Urgent call to improve workforce literacy in New Zealand

Auckland, 1 February 2018 – Five national organisations are calling for more support to improve workforce literacy and numeracy in New Zealand. Literacy Aotearoa, The Industry Training Federation (ITF), Business New Zealand, English Language Partners and the New Zealand Council of Trade Unions – He Kauae Kaimahi (NZCTU), have today released the workforce literacy call to action: “Stepping Up to Better Working Lives”.

“Research both internationally and within New Zealand has shown that people who have good literacy and numeracy skills are able to fully participate in in a modern society and high-skill economy,” says Literacy Aotearoa Te Tumuaki (Chief Executive), Bronwyn Yates. “Yet a significant number of New Zealanders do not have sufficient skills to do so.”

Last November, in the Speech from the Throne setting out the incoming Government’s agenda, The Governor General, The Rt Hon Dame Patsy Reddy, said:

This will be a government of transformation. It will lift up those who have been forgotten or neglected … it will restore funding to education and the health systems to allow access for all … and it will build a truly prosperous nation and a fair society, together.

“Today over a million working age people require greater literacy or numeracy skills in order for them to participate as fully as they want to in work, education and every-day life,” says Ms Yates. “This represents a massive group of the forgotten and the long-neglected, undermining the very foundations of a prosperous nation and a fair society. The issue of adult literacy skills development must be urgently and more comprehensively addressed.”

According to the most recent International Assessment of Adult Competencies (PIAAC) adult numeracy skills in Aotearoa are in general higher than the OECD average. Yet the nation is still underperforming, sitting at 13 out of the 40 nations surveyed in. The gap in average literacy and numeracy skills between Maori adults and the total population narrowed between 1996 and 2014, as it did for Pasifika.

“That’s positive, but the gap is still substantial and not narrowing fast enough,” says Ms Yates. “In another 20 years we may be in a better position, but that would mean another generation of literacy lag.”

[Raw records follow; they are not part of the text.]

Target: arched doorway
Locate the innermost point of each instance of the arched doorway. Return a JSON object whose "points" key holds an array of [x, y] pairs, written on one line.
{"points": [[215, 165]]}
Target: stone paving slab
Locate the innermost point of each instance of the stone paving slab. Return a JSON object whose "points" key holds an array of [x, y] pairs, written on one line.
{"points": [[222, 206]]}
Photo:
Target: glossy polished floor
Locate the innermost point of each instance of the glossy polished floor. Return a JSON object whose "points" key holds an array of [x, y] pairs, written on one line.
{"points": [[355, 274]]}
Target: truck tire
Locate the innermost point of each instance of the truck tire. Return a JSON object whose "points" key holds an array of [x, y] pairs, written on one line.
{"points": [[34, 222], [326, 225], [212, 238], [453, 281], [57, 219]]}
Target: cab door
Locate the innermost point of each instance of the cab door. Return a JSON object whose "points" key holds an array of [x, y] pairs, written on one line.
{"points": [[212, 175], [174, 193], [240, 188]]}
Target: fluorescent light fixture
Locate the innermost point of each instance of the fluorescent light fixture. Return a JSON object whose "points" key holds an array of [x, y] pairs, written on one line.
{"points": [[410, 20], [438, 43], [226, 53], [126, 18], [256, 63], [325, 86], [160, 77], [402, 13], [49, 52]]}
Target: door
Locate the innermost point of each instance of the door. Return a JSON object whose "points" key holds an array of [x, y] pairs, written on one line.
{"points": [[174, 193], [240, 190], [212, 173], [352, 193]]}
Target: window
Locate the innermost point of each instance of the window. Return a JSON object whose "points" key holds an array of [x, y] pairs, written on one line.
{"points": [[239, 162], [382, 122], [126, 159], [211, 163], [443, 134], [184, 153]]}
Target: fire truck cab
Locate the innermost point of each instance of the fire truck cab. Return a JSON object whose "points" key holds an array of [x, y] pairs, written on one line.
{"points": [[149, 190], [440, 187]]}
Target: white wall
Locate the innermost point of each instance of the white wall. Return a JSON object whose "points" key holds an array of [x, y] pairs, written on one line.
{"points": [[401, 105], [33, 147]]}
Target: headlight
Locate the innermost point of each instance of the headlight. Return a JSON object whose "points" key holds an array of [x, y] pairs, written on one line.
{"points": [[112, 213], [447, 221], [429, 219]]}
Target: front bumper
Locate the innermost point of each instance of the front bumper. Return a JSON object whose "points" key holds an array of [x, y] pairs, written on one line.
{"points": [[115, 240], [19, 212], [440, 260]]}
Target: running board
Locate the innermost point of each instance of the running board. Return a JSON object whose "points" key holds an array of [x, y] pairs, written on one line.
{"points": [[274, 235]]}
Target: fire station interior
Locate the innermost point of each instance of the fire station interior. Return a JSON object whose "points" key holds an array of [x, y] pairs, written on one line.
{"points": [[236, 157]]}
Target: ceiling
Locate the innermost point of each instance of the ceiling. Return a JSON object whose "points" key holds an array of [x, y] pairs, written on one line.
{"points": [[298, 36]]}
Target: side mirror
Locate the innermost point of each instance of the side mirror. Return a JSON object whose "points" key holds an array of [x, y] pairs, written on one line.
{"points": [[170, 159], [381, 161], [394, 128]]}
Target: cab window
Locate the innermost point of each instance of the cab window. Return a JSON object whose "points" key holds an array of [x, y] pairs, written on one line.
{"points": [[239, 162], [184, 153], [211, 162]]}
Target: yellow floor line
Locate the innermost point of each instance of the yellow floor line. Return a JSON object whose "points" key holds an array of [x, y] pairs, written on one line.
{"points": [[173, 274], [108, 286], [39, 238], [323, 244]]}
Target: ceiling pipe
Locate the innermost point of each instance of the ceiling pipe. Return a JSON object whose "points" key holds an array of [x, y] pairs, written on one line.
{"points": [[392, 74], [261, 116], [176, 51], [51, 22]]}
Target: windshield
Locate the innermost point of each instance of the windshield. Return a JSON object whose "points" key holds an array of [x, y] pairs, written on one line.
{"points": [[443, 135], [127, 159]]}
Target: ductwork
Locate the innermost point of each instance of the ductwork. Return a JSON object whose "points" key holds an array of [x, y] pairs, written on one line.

“The results of workforce literacy programmes are consistently positive. Higher performing, safer workplaces and more confident, competent workers,” says Ms Yates. “Stepping up to better working lives calls for increased government funding, greater awareness, collaboration and prioritisation of adult literacy needs.”

It is the experience of Literacy Aotearoa that people who seek to improve their literacy and numeracy become more engaged in their communities, are better equipped to assist their children with their education and have the confidence to undertake further education, or seek employment opportunities.